Nous étions des êtres vivants, Nathalie Kuperman

Roman. Gallimard 2010, 203 pages

« Nous étions des êtres vivants », l’idée du titre est venue à Nathalie Kuperman, un matin sur la ligne 1 du métro. Auteur de nombreux livres pour enfants et de scénarii de BD, elle rejoignait son lieu de travail, une entreprise spécialisée dans la presse jeunesse, comme celle mise en scène dans son dernier roman, le quatrième, tous publiés dans la collection blanche de Gallimard. Elle connaît donc le monde qu’elle décrit, de l’intérieur. S’agissant des romans sur l’entreprise, ce n’est pas fréquent.

Voici l’histoire: « Mercadier presse », une cinquantaine de salariés motivés et compétents ; un microcosme bien huilé, de bons produits, mais on perd de l’argent, on « pisse du cash ». Et voici qu’après une trop longue attente, « une année entière que nous étions en vente », « alors que nos habitudes avaient repris le dessus et que nous continuions à travailler comme si rien ne devait advenir, on nous a réunis »… pour annoncer le rachat. Entrée en scène de Monsieur Paul Cathéter, le repreneur. Une mauvaise réputation le précède: vulgaire, brutal, méprisant, adepte des « méthodes américaines » ! Mercadier va devoir quitter ses « locaux historiques », intégrer des lieux exigus ; les départs de salariés vont se succéder. « Retourner à l’espoir n’était pas chose simple ».

Telle est la trame du roman qui se présente comme une succession de monologues tenus par quelques personnages clés, interrompue par le « choeur » des salariés à l’instar des tragédies grecques. Aucune issue en effet ; le radeau de la Méduse! « Tous dans le même bateau, agrippés les uns aux autres avant de nous quitter pour toujours ». Chacun et chacune, beaucoup de femmes dans cette entreprise de presse, réagit à sa manière, médiocre. Ni héros, ni saints. Certains ambitionnent de décrocher un nouveau poste, jeux d’ego, d’autres se vengent, maladies psychosomatiques, jalousies, on se protège. Un corps social de sans grades, banal comme souvent, qui se délite. Ni lutte ni solidarité, sauf, tout à la fin, un sursaut de résistance qui aboutit à un fou-rire « des filles pliées en deux, un rire chaotique et dévastateur » … et se termine par « une longue plainte triste à en mourir ».

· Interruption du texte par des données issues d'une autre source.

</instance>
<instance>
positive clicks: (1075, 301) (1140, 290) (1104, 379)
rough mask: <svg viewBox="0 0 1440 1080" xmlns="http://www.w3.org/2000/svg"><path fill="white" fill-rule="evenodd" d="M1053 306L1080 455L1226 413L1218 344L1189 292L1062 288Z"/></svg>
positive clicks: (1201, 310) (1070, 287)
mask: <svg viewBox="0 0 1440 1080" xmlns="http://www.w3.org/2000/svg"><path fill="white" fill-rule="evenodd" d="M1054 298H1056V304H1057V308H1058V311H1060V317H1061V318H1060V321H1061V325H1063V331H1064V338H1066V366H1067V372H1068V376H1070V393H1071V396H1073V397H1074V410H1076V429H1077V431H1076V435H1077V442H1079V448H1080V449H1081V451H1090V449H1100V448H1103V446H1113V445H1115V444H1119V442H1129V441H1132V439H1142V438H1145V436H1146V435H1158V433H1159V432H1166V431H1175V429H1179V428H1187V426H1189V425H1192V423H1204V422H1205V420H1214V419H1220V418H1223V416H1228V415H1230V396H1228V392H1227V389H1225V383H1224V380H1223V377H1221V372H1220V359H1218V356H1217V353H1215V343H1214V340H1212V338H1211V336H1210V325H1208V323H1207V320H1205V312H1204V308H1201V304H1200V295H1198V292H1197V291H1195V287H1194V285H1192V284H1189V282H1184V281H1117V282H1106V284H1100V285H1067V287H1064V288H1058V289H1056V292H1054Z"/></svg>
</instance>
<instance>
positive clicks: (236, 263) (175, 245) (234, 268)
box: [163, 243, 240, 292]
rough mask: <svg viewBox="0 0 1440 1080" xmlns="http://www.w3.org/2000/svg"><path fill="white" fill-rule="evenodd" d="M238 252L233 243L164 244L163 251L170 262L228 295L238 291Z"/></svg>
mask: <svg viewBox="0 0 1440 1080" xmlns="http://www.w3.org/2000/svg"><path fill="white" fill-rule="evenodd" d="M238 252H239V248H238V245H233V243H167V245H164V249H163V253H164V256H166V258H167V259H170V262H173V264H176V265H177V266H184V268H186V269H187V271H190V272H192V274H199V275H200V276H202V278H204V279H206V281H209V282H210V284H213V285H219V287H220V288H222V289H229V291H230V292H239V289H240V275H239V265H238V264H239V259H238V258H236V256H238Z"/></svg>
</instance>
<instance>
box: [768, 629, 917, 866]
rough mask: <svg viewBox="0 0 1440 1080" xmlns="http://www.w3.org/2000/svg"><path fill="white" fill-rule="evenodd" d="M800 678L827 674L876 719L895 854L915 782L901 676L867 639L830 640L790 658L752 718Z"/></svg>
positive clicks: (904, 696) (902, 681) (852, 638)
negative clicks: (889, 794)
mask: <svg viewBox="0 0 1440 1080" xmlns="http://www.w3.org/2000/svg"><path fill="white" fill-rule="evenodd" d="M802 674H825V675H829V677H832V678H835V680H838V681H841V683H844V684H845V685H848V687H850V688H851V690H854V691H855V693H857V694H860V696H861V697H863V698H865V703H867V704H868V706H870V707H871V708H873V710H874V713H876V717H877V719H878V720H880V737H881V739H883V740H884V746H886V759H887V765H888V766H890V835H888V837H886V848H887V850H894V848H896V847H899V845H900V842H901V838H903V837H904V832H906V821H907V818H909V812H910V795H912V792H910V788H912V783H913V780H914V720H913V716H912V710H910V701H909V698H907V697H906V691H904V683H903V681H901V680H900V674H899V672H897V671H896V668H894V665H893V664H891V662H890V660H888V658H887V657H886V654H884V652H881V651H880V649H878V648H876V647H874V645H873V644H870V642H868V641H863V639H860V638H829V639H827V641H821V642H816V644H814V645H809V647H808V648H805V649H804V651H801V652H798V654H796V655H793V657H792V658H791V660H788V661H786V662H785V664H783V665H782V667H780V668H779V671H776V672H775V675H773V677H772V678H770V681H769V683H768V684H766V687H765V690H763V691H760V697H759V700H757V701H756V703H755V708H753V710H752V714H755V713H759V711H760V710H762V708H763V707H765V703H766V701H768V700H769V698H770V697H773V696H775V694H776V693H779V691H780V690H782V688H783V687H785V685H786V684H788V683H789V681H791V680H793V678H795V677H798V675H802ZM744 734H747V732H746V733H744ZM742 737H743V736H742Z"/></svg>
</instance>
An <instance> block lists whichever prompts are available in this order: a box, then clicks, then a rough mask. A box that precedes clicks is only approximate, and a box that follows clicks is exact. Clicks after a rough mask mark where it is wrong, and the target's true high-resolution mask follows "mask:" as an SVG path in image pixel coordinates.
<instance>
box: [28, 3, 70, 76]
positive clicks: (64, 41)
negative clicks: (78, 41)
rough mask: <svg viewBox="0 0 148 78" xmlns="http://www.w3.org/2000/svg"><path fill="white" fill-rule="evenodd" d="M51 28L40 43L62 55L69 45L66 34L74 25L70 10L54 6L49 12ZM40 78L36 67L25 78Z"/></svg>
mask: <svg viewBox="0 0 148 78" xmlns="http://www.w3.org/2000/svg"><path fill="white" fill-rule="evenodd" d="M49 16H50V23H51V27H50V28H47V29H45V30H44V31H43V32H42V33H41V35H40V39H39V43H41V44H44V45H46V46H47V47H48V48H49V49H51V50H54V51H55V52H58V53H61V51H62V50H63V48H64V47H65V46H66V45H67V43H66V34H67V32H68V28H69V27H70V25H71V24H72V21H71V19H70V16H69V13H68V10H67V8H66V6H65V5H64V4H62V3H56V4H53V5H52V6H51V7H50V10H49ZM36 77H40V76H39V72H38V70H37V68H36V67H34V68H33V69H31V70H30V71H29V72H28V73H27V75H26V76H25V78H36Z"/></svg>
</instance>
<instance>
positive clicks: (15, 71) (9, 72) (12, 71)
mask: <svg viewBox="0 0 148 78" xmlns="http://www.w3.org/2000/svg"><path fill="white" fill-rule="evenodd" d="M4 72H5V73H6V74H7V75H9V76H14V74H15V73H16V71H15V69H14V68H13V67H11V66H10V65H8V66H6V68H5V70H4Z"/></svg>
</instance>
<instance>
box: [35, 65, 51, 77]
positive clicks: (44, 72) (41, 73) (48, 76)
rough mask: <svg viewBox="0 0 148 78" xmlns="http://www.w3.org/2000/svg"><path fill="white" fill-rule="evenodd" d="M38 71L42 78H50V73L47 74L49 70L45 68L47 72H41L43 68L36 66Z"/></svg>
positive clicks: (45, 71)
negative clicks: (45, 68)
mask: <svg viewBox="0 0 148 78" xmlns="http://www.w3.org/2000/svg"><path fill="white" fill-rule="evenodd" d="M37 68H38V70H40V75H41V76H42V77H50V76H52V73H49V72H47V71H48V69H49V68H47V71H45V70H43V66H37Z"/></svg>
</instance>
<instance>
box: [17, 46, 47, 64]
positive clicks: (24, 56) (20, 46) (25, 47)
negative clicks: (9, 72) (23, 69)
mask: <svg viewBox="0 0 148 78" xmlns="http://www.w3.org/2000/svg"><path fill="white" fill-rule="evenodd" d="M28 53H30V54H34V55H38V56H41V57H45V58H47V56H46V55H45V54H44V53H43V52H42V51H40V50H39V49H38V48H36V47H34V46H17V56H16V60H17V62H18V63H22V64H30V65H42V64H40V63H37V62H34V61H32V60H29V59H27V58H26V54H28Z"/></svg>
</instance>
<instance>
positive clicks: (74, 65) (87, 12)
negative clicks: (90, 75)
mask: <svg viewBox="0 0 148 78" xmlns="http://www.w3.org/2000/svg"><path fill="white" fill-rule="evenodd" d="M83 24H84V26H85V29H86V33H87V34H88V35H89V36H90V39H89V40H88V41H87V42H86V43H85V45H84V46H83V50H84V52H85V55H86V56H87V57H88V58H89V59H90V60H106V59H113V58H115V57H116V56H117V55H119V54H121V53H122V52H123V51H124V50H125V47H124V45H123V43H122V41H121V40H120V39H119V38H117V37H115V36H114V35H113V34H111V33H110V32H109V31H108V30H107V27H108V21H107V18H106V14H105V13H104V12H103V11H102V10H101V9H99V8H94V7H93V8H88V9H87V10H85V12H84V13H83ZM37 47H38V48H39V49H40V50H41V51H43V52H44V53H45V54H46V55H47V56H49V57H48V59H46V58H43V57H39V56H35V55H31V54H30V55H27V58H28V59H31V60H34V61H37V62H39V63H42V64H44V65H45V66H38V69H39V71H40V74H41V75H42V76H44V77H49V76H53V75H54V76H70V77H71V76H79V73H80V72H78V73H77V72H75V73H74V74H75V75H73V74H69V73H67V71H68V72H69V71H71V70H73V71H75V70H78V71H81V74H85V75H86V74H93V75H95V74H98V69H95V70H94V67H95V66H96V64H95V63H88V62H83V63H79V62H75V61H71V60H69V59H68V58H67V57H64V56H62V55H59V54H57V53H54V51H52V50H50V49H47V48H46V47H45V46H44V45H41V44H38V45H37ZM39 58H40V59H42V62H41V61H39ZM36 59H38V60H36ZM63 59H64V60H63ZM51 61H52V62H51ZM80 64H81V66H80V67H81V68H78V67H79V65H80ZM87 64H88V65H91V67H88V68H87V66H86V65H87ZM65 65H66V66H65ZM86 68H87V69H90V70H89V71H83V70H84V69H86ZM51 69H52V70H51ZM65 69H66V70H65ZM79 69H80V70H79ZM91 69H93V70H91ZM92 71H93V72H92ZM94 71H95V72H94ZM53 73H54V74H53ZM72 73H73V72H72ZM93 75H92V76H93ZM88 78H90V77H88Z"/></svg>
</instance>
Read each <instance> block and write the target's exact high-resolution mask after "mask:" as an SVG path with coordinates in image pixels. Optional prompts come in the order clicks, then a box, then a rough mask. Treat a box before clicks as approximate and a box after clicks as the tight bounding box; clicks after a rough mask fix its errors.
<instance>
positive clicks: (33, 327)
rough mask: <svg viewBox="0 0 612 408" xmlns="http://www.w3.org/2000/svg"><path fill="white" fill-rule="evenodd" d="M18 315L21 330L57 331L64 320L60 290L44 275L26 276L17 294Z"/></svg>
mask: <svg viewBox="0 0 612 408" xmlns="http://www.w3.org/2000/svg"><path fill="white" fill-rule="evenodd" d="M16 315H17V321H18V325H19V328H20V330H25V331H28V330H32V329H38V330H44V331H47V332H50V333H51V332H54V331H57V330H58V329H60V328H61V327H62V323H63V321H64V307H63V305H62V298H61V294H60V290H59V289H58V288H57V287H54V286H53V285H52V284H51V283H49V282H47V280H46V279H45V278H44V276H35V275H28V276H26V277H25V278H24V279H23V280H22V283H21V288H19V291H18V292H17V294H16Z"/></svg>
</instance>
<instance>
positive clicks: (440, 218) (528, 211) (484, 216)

C’est le dernier paragraphe. Le style est fluide, varié, musical ; un « chant de notre époque » indique l’encart de présentation. C’est souvent drôle ou risible, quoiqu’empreint de tendresse.

Loin de Zola, de Balzac, de Pilhes ou « Des vivants et des morts » de Mordillat, on est dans l’air de notre temps : des individus plus préoccupés d’eux-mêmes que de lutte et de résistance. Ils « étaient des êtres vivants » quand tout fonctionnait bien; au bord du néant social, les voilà presque morts, convaincus que l’absurdité du système rend vaine toute lutte.

Ce roman permet de jeter sur l’entreprise un autre regard. Il fait apparaître ce que les enquêtes d’opinion ou les analyses sociologiques montrent mal, la vie parallèle dont est tissé l’organigramme, faite d’émotions, de vivre ensemble, de résistance à la rationalité des managers, de relations plus ou moins chaotiques, de destins individuels, d’imaginaires, de perceptions différentes. Un salutaire exercice d’empathie.